Ia menegaskan konsep KRL sebagai layanan transportasi publik seharusnya tidak didasarkan pada kemampuan ekonomi atau domisili penggunanya.
Pasalnya, konsep subsidi transportasi publik berbeda dengan konsep bantuan sosial yang didasarkan pada kemampuan ekonomi.
Menurutnya, kebijakan subsidi berbasis NIK berisiko mengubah prinsip transportasi publik yang inklusif dan terbuka untuk semua kalangan.
“Oleh karena itu, KRLMania menolak usulan subsidi berbasis NIK karena bertentangan dengan esensi dari layanan publik,” ungkap Nurcahyo melalui keterangan resmi, Jumat.
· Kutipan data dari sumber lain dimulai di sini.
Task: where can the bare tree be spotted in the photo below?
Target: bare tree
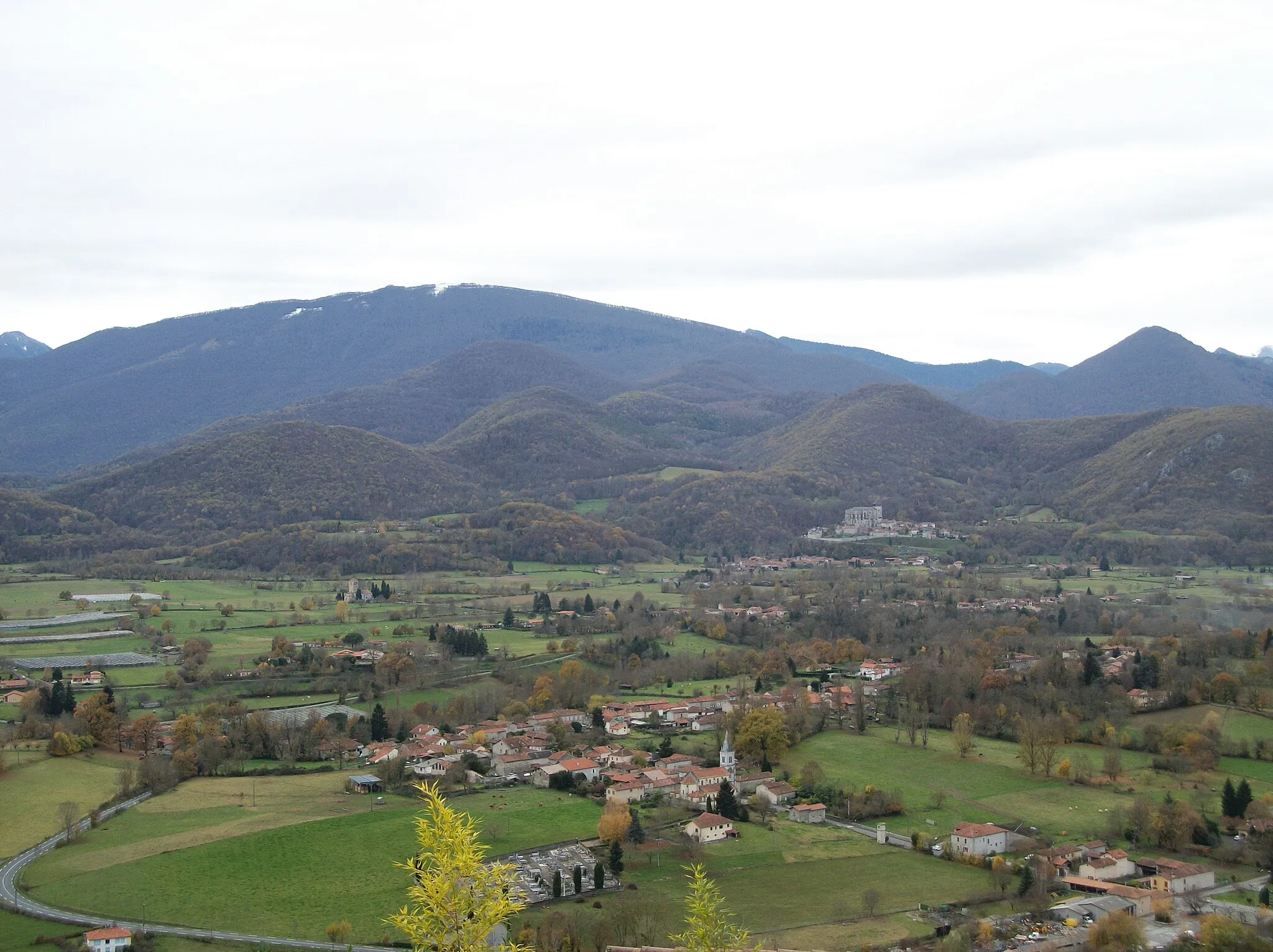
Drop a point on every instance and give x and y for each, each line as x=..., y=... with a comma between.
x=68, y=815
Ia berpendapat kebijakan yang lebih baik adalah memperkuat aksesibilitas dan keberlanjutan layanan KRL untuk seluruh masyarakat tanpa terkecuali.
Menurutnya, jika pemerintah merasa perlu memberikan tarif khusus untuk kelompok tertentu, KRLMania merekomendasikan agar rujukan tarif khusus tersebut didasarkan pada Undang-Undang (UU) Nomor 23 Tahun 2007 tentang Perkeretaapian.
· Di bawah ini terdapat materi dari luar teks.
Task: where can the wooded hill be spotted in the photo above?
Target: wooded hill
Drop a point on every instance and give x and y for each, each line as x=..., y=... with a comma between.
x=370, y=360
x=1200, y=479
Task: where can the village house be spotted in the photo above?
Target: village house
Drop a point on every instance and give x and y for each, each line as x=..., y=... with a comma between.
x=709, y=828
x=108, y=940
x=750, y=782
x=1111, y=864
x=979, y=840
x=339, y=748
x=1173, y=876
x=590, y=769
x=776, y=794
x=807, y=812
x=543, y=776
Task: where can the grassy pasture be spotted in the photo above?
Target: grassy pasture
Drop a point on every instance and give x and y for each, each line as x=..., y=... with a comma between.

Ia menilai UU tersebut telah memberikan pedoman yang jelas bahwa tarif khusus dapat diberikan kepada kelompok pelajar, lansia, dan penyandang disabilitas.
“Ini adalah kebijakan yang lebih adil dan terukur karena langsung menyasar kelompok yang rentan atau membutuhkan bantuan tarif tanpa mendiskriminasi pengguna lainnya,” katanya.
Sementara itu, Menteri Perhubungan Budi Karya Sumadi mengatakan rencana itu masih dalam pembahasan.
“Lagi dibahas, kita upayakan masyarakat tetap mendapatkan yang terbaik,” katanya di kompleks DPR, Kamis (29/8).